How to kill investment bubbles

I disagree with the BIS on the issue of interest rates though: they’d like more rises to kill off bubbles. I think significantly more direct action is required that actually tackles the issue and does not penalise ordinary people yet again for something not of their creation. So, significant rises in corporation tax for large companies; wealth taxes; a variable rate financial transaction tax with a rate that rises in periods of financial volatility and more action on bank capital are required, now. These might work. Interest rate rises will just push households into default.


So Robert Shiller tells us that more speculation, the ability of people to sell short in futures and options markets, is what kills bubbles. The Senior Lecturer tells us that we must reduce speculation in order to kill bubbles.

One has the Nobel for economics the other teaches economics in a British university. Isn’t the British student getting a good deal.

16 thoughts on “How to kill investment bubbles”

  1. BIS says stocks look “frothy”. Perhaps they haven’t noticed the giant tax cut working its way through Congress.

  2. So Murph think interest rate rises are bad, but requirements for banks to hold more capital, which push up the margin banks need to earn on their loans and thereby increase interest rates, is OK?

  3. “So where do you think Shiller went wrong, dearieme?”

    If he’d wanted a real Nobel he should have pursued Physics, or Chemistry, or Medicine/Physiology.

    Or even Literature or Peace, if he wouldn’t have minded the consequent derision.

  4. If he’d wanted a real Nobel he should have pursued Physics, or Chemistry, or Medicine/Physiology.

    Next you’ll be telling us there should never be a Nobel Prize for sociology… Which is the one I’m waiting for.

  5. I hate people claiming the BAFTAs are our equivalent of the Oscars. No. The ‘and sciences’ bit is missing. The softer Oscars get a lot more publicity than the hard ones awarded two weeks before.
    It’s got a bit like that with the Econ Nobel getting more kudos than the hard scientists who are working at incomprehensibly stratospheric levels.
    Anyone remember Fred Sanger? – I bet 99% of the British population would ask what band he was in. Pity really

  6. We all have an opinion about economics though. don’t we Bongo. Except Murphy, of course. But when did you last hear particle physics mentioned down the pub?
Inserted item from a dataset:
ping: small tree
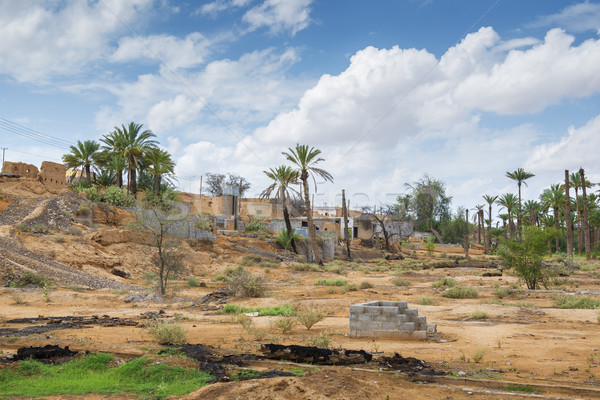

  7. I personally am not sure I would like a prize created by the guy who invented dynamite but each to his own. If physicists and chemists think it’s cool, so be it.

    However I would like to know about research into the adverse effects of abnormally low interest rates – something that matters in the here and now rather than whether some molecule twists to the left or to the right. For example, do these rates encourage firms to hoard cash because banks won’t lend? Is venture capital harder to access? Is innovation still happening? Lots of commentators talk about the slowdown in investment spend : could this be a result of low interest rates? A capital misallocation problem caused by the powers keeping rates abnormally low stifling the animal spirits of entrepreneurs?

  8. If someone ever makes left-twisting sugar they won’t need a Nobel, they’ll be richer than Croesus.

    A molecule that tastes exactly like sugar, bakes exactly like sugar and has zero calories and no side effects!

  9. Actually the best way to kill the investment bubble is to destroy the leverage mechanism that created it. Usually margin trading of some sort, involving some form of bank lending liquidity so that modest returns become enormous, attracting more leverage. All until it reverses and the leverage works in the other direction creating distressed selling.
    I saw Shiller back in 2008 when he was trying to get people to use derivatives based on his Case Shiller index to ‘burst a housing bubble’ when in fact he should have beeen advocating cutting leverage in the sub prime market. But he was to busy trying to flog derivatives.
    Technically raising rates could limit leverage but it’s too blunt an instrument, macro prudential measures better. Look what the Chinese did in 2015/6 to deflate their bubble. The usual crowd said they were clueless at the time, but it looks pretty sensible now only 18 months later. Meanwhile we still have QE almost 10 years later, pushing new leverage into different parts of the market. Personally I am much more worried by the huge leverage in low volatility strategies than I am by bitcoin.